A column in the New York Times observed that the "growing trend of 'assortative mating' is a major cause of income inequality." a. What is assortative mating? b. How can assortative mating contribute to income inequality? c. If assortative mating is a major cause of income inequality, what are the likely consequences for government policies intended to reduce income inequality?

Jason Furman served as the chairman of the White House Council of Economic Advisers under President Obama. In an opinion column in the Wall Street Journal discussing President Trump's tax reform proposal, Furman noted the need "for seriously revamping America's inefficient business-tax system to unlock stronger economic growth." But he also observed that tax reform is even more difficult than reforming the health care system "since it touches a larger fraction of the economy and threatens more powerful vested interests." a. Briefly explain what Furman means by "powerful vested interests." b. If tax reform leads to stronger economic growth, shouldn't a majority of Congress support it even if vested interests oppose the reform? Why then has tax reform legislation been difficult for Congress to pass?

An article in the Economist on the work of the late Nobel Laureate James Buchanan made the following observation: "It was important...to understand the ways that government could fail systematically." a. What does government failure mean in this context?
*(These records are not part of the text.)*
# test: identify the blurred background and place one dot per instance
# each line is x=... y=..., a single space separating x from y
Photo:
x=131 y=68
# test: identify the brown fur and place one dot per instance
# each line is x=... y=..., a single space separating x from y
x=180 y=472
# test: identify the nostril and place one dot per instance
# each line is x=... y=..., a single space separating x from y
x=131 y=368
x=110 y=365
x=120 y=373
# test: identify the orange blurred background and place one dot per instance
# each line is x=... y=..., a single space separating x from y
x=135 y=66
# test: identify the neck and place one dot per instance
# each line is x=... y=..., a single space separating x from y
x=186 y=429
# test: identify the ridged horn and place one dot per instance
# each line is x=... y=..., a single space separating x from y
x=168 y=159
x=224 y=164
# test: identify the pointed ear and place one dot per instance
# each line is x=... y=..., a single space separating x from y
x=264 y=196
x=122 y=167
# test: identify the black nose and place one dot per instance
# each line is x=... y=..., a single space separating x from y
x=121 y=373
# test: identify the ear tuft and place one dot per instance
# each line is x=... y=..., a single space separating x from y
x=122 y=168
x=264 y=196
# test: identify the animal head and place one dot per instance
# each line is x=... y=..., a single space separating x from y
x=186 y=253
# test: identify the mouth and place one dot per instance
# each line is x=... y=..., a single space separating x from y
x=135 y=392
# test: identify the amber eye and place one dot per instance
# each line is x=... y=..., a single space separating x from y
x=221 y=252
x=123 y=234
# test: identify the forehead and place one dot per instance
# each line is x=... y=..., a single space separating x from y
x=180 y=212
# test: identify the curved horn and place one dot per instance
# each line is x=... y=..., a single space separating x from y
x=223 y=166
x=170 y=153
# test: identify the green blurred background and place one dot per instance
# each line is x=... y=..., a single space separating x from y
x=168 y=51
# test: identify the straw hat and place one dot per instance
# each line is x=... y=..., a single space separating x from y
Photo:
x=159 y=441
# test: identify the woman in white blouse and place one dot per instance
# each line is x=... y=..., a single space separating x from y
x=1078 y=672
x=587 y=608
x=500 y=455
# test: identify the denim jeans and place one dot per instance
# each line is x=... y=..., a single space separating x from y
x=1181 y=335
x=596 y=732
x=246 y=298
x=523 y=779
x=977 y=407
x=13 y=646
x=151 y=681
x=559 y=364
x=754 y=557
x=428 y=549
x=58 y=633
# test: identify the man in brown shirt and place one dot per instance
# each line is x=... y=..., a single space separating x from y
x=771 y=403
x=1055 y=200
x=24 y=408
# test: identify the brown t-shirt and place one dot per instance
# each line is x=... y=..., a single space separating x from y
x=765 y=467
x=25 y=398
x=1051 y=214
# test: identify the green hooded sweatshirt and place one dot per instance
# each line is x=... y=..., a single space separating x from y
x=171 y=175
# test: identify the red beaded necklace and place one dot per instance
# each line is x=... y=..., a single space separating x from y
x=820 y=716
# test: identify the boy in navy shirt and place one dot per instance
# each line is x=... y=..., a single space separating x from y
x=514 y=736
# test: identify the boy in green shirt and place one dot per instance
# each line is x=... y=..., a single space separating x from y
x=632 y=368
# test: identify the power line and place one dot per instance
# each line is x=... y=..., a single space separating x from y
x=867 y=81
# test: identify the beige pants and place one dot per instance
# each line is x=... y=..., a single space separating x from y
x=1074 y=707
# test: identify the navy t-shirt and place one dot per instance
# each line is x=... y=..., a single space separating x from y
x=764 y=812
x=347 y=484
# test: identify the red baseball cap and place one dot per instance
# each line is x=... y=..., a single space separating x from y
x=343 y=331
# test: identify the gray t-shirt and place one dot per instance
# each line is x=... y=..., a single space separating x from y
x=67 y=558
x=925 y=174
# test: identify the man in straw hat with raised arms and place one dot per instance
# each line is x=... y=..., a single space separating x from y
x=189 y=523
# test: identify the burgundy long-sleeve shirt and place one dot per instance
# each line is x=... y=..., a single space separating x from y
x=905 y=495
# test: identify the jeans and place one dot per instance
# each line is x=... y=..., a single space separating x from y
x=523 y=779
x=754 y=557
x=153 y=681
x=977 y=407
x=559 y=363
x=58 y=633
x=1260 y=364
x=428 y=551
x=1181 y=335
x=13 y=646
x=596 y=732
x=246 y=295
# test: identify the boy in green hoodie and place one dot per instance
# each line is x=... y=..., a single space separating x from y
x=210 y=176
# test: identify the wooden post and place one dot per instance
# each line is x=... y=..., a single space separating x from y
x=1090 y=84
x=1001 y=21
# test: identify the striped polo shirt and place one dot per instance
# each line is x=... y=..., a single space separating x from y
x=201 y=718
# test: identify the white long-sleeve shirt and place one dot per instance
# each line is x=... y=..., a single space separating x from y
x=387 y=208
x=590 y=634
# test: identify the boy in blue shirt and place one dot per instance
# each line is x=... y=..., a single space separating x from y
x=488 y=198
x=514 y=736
How does public choice theory help us understand how "government could fail systematically"? b. The same article noted that "rent-seeking is a very useful concept to have around when thinking about policy." What is rent seeking? Why is the concept useful when thinking about policy?

Which type of tax raises the most revenue for the federal government? What is the largest source of revenue for state and local governments?

(Related to the Apply the Concept on page 615 ) Business historian John Steele Gordon noted in a Wall Street Journal column that the first federal corporate income tax was enacted in 1909 , before passage of the Sixteenth Amendment made a federal income tax constitutional. According to Gordon, Congress enacted the corporate income tax because of "the political pressure to tax the rich." Is the corporate income tax an efficient means of taxing the rich? Briefly explain.